Configure Codex app behavior and preferences

Use the settings panel to tune how the Codex app behaves, how it opens files, and how it connects to tools. Open Settings from the app menu or press Cmd+,.

General

Choose where files open and how much command output appears in threads. You can also require Cmd+Enter for multiline prompts or prevent sleep while a thread runs.

Notifications

Choose when turn completion notifications appear, and whether the app should prompt for notification permissions.

Agent configuration

Codex agents in the app inherit the same configuration as the IDE and CLI extension. Use the in-app controls for common settings, or edit config.toml for advanced options. See Codex security and config basics for more detail.

Appearance

In Settings, you can change the Codex app appearance by choosing a base theme, adjusting accent, background, and foreground colors, and changing the UI and code fonts.

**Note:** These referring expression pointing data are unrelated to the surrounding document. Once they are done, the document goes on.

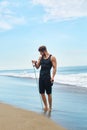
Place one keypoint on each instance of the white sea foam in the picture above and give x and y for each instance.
(69, 79)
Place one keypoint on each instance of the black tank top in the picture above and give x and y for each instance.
(46, 65)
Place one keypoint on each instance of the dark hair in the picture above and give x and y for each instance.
(42, 48)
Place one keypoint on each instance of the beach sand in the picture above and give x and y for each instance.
(12, 118)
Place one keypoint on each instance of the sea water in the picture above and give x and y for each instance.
(20, 88)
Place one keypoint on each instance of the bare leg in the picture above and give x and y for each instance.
(44, 101)
(50, 101)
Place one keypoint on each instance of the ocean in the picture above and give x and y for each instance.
(20, 89)
(75, 76)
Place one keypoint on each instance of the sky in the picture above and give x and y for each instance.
(60, 25)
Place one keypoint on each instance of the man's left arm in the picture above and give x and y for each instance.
(54, 65)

You can also share your custom theme with friends.

Codex pets

Codex pets are optional animated companions for the app. In Settings, go to Appearance and choose Pets to select a built-in pet or refresh custom pets from your local Codex home. Type /pet in the composer, use Wake Pet or Tuck Away Pet in Settings > Appearance, or press Cmd+K or Ctrl+K and run the same commands to toggle the floating overlay.

The overlay keeps active Codex work visible while you use other apps. It shows the active thread, reflects whether Codex is running, waiting for input, or ready for review, and pairs that state with a short progress prompt so you can glance at what changed without reopening the thread.

CodexI found a tiny loose thread in settings. Want me to tug it?

To create your own pet, install the hatch-pet skill:

$skill-installer hatch-pet

Reload skills from the command menu. Press Cmd+K or Ctrl+K, choose Force Reload Skills, then ask the skill to create a pet:

$hatch-pet create a new pet inspired by my recent projects

Git

Use Git settings to standardize branch naming and choose whether Codex uses force pushes. You can also set prompts that Codex uses to generate commit messages and pull request descriptions.

Integrations & MCP

Connect external tools via MCP (Model Context Protocol). Enable recommended servers or add your own. If a server requires OAuth, the app starts the auth flow. These settings also apply to the Codex CLI and IDE extension because the MCP configuration lives in config.toml. See the Model Context Protocol docs for details.

Browser use

Use these settings to install or enable the bundled Browser plugin and manage allowed and blocked websites. Codex asks before using a website unless you’ve allowed it. Removing a site from the blocked list lets Codex ask again before using it in the browser.

See In-app browser for browser preview, comment, and browser use workflows.

Computer Use

On macOS, check your Computer Use settings to review desktop-app access and related preferences after setup. To revoke system-level access, update Screen Recording or Accessibility permissions in macOS Privacy & Security settings. The feature isn’t available in the EEA, the United Kingdom, or Switzerland at launch.

Personalization

Choose Friendly, Pragmatic, or None as your default personality. Use None to disable personality instructions. You can update this at any time.

You can also add your own custom instructions. Editing custom instructions updates your personal instructions in AGENTS.md.

Context-aware suggestions

Use context-aware suggestions to surface follow-ups and tasks you may want to resume when you start or return to Codex.

Memories

Enable Memories, where available, to let Codex carry useful context from past threads into future work. See Memories for setup, storage, and per-thread controls.

Archived threads

The Archived threads section lists archived chats with dates and project context. Use Unarchive to restore a thread.